如果你对这篇内容有疑问,欢迎到本站社区发帖提问 参与讨论,获取更多帮助,或者扫码二维码加入 Web 技术交流群。

绑定邮箱获取回复消息
由于您还没有绑定你的真实邮箱,如果其他用户或者作者回复了您的评论,将不能在第一时间通知您!
发布评论
评论(1)
您可以通过
.option(“订阅”,“创建,删除”)读取两个主题
然后您都有两个主题的数据框能够按时间戳进行排序,并汇总/减少数据框架以获取输出。
另外,Kafka记录已经在其中有一个时间戳,火花返回为列。因此,您可以将生产者设计更改为具有一个主题,例如
evest
,从值中删除时间戳,将id
移动到记录键
创建事件将具有非nullvalue
,并且删除事件将具有null
value
。无论哪种方式,您仍然需要一个还原函数。
或者,您无法使用SPARK,并且使用建议的主题设计,然后在Kafka Streams / ksqldb中创建一个表已经拥有您想要的数据。不一定使用时间戳信息,而是至少按ID或其他值进行汇总计数。

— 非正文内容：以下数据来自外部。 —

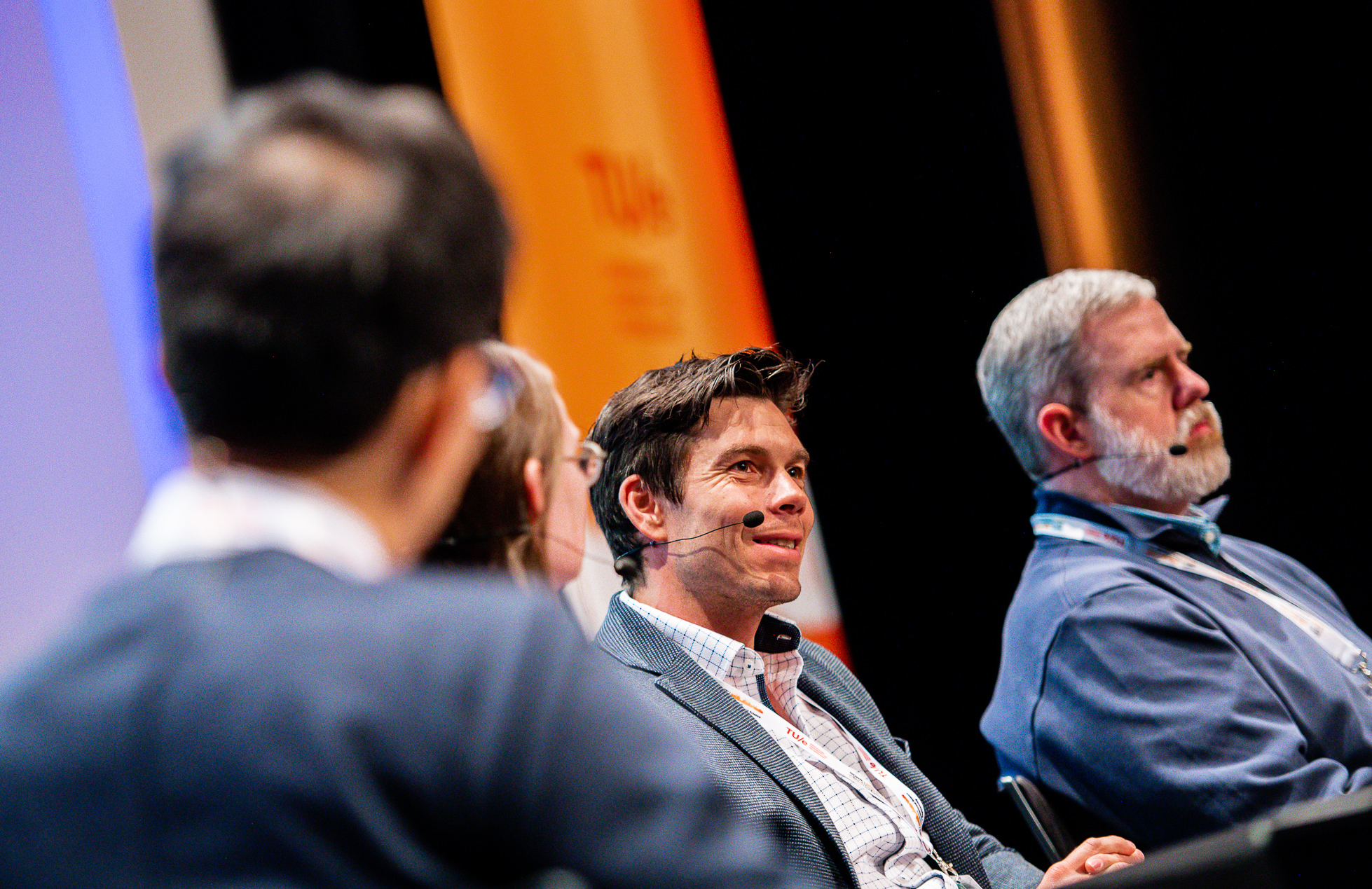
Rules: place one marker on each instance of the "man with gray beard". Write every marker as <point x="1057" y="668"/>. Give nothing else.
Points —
<point x="1168" y="678"/>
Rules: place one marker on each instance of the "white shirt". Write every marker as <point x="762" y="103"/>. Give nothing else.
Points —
<point x="195" y="516"/>
<point x="885" y="844"/>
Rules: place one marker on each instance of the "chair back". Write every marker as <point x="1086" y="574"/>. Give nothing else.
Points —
<point x="1039" y="817"/>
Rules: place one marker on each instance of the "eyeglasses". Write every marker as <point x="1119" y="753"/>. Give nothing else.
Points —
<point x="495" y="402"/>
<point x="590" y="460"/>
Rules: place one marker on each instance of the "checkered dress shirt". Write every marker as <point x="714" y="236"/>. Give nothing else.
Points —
<point x="885" y="846"/>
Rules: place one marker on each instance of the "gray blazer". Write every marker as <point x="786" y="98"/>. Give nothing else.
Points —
<point x="762" y="777"/>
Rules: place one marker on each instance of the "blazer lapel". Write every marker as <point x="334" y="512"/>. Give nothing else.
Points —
<point x="631" y="638"/>
<point x="947" y="829"/>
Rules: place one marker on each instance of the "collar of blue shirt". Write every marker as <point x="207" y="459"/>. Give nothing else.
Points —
<point x="1180" y="532"/>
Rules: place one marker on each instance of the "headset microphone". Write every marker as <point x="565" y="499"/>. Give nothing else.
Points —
<point x="1176" y="450"/>
<point x="624" y="567"/>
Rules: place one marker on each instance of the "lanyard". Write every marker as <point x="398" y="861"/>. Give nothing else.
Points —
<point x="1338" y="645"/>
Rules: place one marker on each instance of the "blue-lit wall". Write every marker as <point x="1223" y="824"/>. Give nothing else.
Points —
<point x="85" y="422"/>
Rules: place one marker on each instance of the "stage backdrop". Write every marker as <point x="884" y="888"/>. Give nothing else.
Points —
<point x="603" y="125"/>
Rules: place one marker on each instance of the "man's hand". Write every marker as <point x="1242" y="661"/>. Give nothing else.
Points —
<point x="1094" y="856"/>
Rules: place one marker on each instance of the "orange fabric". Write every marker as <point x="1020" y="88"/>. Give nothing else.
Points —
<point x="603" y="125"/>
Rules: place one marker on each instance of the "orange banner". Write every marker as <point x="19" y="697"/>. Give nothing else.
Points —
<point x="603" y="125"/>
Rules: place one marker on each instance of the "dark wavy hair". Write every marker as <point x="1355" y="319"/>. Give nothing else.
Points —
<point x="650" y="426"/>
<point x="320" y="242"/>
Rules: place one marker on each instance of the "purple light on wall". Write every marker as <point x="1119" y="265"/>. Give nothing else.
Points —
<point x="85" y="426"/>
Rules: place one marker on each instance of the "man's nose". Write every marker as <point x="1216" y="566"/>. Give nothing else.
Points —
<point x="1191" y="387"/>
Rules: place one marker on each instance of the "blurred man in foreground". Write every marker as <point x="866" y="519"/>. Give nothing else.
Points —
<point x="1167" y="677"/>
<point x="263" y="701"/>
<point x="693" y="450"/>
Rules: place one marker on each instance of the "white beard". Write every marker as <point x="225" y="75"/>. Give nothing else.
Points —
<point x="1150" y="471"/>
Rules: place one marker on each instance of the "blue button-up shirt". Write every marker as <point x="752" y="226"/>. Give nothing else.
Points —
<point x="1171" y="703"/>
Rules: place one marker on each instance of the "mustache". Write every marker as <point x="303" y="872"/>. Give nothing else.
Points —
<point x="1197" y="413"/>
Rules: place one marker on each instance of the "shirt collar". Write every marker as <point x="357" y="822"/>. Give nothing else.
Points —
<point x="195" y="516"/>
<point x="714" y="651"/>
<point x="1197" y="528"/>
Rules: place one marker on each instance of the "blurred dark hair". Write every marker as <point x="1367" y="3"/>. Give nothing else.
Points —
<point x="648" y="427"/>
<point x="320" y="242"/>
<point x="491" y="526"/>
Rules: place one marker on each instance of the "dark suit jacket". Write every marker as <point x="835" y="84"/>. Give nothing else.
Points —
<point x="762" y="777"/>
<point x="259" y="722"/>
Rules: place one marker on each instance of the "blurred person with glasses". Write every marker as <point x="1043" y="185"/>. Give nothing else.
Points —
<point x="524" y="508"/>
<point x="269" y="694"/>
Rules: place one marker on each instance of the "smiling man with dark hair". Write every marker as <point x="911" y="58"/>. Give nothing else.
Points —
<point x="268" y="698"/>
<point x="792" y="734"/>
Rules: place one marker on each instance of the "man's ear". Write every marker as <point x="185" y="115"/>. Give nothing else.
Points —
<point x="1064" y="429"/>
<point x="643" y="506"/>
<point x="534" y="494"/>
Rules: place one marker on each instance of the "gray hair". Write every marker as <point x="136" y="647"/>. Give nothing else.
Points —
<point x="1034" y="353"/>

You can read from both topics with
.option("subscribe", "created,deleted")
Then you have a dataframe of both topics, and you can then parse the value for the timestamp, and should be able to sort by the timestamp, and aggregate/reduce the dataframe to get the output.
Alternatively, Kafka records already have a timestamp within them, which Spark returns as a column. So, you can change your producer design to have one topic, say
events
, remove the timestamp from the value, move theid
to the recordkey
, create events will have a non-nullvalue
, and delete events will have anull
value
.Either way, you still need a reducer function.
Or you can not use Spark, and with the proposed topic design, then creating a table in Kafka Streams / ksqlDB will already have the data you want. Not necessarily with timestamp information, but at least aggregate counts by ID or other value.